Namun, seiring bertambahnya waktu definisi tersebut mengalami beberapa
perkembangan. Seperti yang dituturkan Ahmad Hasan al-Zayyat yang beranggapan
bahawa syair merupakan “kalam yang
sengaja disusun berdasarkan wazan dan qafiyah, menggambarkan imajinasi yang
indah dan ilustrasi yang menarik”.
Tidak
jauh berbeda dengan definisi yang dikemukakan para ahli sebelumnya. Pengarang
al-Wasith fi al-Adab al-Arabi wa Tarikhuhu, mendefinisikan syair sebagai “kalam yang fasih yang berdasarkan pada
wazan dan qafiyah, dan biasanya mengungkapkan tentang gambaran-gambaran
imajinasi yang indah”.
Berdasarkan
definisi yang dikemukan para ahli, terdapat 4 hal yang menjadi unsur syair.
Yakni wazan dan qafiyah, imajinasi (khayal),
serta tujuan (al-ghardh).
Tema-tema syair
1. Al-madh atau lebih dikenal dengan syair pujian.
Biasanya pujian tersebut ditujukan kepada seseorang atau mengekspresikan
kekaguman terhadap sesuatu. Syair jenis ini sudah ada sejak masa Jahiliyah,
hingga masa modern. Biasanya syair jenis al-madh sering digunakan untuk memuji
raja, sehingga lebih banyak berkembang di area istana. Salah satu penyair yang
dulunya sering menciptakan syair jenis ini adalah Sanai.
2.
Al-hija
merupakan syair ejekan. Pergeseran zaman membuat syair al-hija hanya bertahan
sampai masa pemerintahan Daulat Abasiyah. Kurang diminatinya syair al-hija karena terjadiya peregeseran
situasi politik. Sehingga para penyair lebih tertarik untuk menjadikan politik
sebagai tema syairnya. Namun, pada awal islam syair ini kembali diminati oleh
masyarakat. Dan digunakan sebagai media untuk membalas ejekan yang diutarakan
oleh orang kafir.
3. Al-ghazal, syair jenis ini seringkali digunakan sebagai
syair rayuan. Pada masa modern syair ini dimaknai sebagai syair percintaan. Al-ghazal
diminati sampai akhir pemerintahan Daulat Abbasiyah.

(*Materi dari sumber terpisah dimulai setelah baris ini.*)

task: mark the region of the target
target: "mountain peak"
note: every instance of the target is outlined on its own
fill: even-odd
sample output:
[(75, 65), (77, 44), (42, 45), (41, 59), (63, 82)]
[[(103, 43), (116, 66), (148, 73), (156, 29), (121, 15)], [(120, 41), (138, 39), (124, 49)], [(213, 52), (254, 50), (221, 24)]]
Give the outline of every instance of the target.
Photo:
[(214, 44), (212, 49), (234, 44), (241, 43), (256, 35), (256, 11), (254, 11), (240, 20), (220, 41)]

4. Al-hamasah atau syair penyemangat. Yang seringkali
digunakan sebagai penyemangat saat berperang. Terutama pada saat banyak terjadi
perebutan wilayah yang dilakukan kaum muslimin di masa Bani Umayah dan awal
mula muculnya agam islam. Syair ini sangat membantu dalam membangkitkan
semangat para prajurit saat itu. Dan lagi-lagi karena pergeseran zaman syair
ini tidak lagi diminati oleh masyarakat Arab. Saat ini, mereka lebih menyukai
syair yang berhubungan dengan nasionalisme atau biasa disebut dengan al-syi’r al-wathani.
5. Al-fakhkhar, membanggakan diri merupakan tujuan dari
penulisan syair ini. Hal ini berkaitan dengan kultur masyarakat Arab yang senang
membanggakan diri. Sebab, dalam jika seseorang memiliki sesuatu yang lebih ia
akan dihormati, disanjung, serta dijunjung.
6. Al-washaf adalah syair yang memiliki bentuk deskriptif. Isinya
yang insiratif dan imajinatif membuat syair ini sangat diminati dan mengalami
banyak perkembangan. Isi yang termuat dalam al-washaf
biasanya menggambarkan tentang keindahan alam, kehancuran, pemandangan, serta
peperangan.
7. Al-ritsa atau biasa diartikan sebagai syair ratapan.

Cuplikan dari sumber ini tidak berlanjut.